The suspension followed what was becoming, especially for Fords in Europe, a conventional pattern, applying MacPherson struts at the front and a beam axle suspended on leaf springs at the back. The track was wider than on the previous models which a reporter at the time wrote was a cause of the P5's improved handling.

The electrical system was a six-volt one, which by now was seen as old fashioned. 12 V was introduced with the 1967 model.

===Bodies===
The car came with the same body options as before. Most customers chose the two- or four-door saloon. A “Turnier” estate was also offered with three or (for the first time on a Taunus) five doors. The Hardtop-Coupé which appeared only in 1966 was virtually indistinguishable from the two-door saloon up to the car's waist-level, but a shortened roof line and an increased rake for the rear-window ensured that the price of the coupé's elegance was paid by rear seat passengers in terms of severely restricted head room.

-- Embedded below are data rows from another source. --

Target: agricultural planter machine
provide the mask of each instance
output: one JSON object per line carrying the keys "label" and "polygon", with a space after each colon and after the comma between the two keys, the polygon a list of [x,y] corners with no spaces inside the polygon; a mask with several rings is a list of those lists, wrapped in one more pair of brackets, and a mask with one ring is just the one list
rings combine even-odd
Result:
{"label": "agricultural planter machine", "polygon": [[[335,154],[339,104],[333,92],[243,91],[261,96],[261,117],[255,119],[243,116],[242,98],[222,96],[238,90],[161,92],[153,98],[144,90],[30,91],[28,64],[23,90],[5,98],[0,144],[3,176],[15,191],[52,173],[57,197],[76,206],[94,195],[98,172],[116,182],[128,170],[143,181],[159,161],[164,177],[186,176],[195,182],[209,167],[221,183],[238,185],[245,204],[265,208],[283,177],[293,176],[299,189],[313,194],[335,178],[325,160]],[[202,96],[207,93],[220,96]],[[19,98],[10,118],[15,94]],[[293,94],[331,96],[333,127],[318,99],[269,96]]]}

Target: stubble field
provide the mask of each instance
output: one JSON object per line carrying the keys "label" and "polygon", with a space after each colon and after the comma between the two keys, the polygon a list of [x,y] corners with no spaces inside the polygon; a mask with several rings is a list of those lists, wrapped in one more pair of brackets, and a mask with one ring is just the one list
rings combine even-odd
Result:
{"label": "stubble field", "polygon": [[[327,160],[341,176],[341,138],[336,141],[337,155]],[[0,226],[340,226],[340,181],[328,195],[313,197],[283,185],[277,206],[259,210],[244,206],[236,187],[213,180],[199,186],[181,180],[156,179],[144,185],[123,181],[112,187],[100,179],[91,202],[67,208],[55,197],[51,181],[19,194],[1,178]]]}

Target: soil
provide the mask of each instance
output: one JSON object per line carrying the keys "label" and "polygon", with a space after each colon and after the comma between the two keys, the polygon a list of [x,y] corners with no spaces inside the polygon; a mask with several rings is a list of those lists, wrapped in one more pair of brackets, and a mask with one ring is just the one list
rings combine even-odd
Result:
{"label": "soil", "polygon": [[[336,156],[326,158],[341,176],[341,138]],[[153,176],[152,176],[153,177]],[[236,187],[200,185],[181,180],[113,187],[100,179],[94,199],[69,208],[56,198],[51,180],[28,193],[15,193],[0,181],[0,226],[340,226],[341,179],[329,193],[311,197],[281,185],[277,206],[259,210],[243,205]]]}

As before there was also a 2-door coach-built (Karl Deutsch) cabriolet conversion, but few of these were made and the cabriolets appear to have been disproportionately expensive.

Inside all the cars came with a bench seat at the front and at the back as standard apart from the top-of-the-line Taunus 20M TS which included individual front seats as standard. Individual seats were available at extra cost on the less exalted models, as part of a (by the standards of the time) long list of optional extras. The boot/trunk could be locked from the outside, and when this was done the adjacent fuel filler flap was locked automatically at the same time.

===Commercial===
The Ford Taunus P5 was reasonably successful. The company produced 710,059 between 1964 and 1967.

Nevertheless, the market was also growing and sales of the car's principal competitor, the Opel Rekord, were moving ahead faster, with the Opel Rekord C the first of the two Opel Rekord versions that would each sell more than a million units. Unusually for a German-designed Ford at the time, the P5 was produced in right hand drive in South Africa and Southern Rhodesia.

===Replacement===
The Taunus P5 was replaced in 1967 by the Ford 17M/20M P7.

The Taunus P7 was considered blandly styled and sales disappointed. Ford found themselves obliged to rush out a heavily upgraded version in 1968. In that context, the Taunus P5 would be remembered as a greater commercial success than it may have appeared at the time.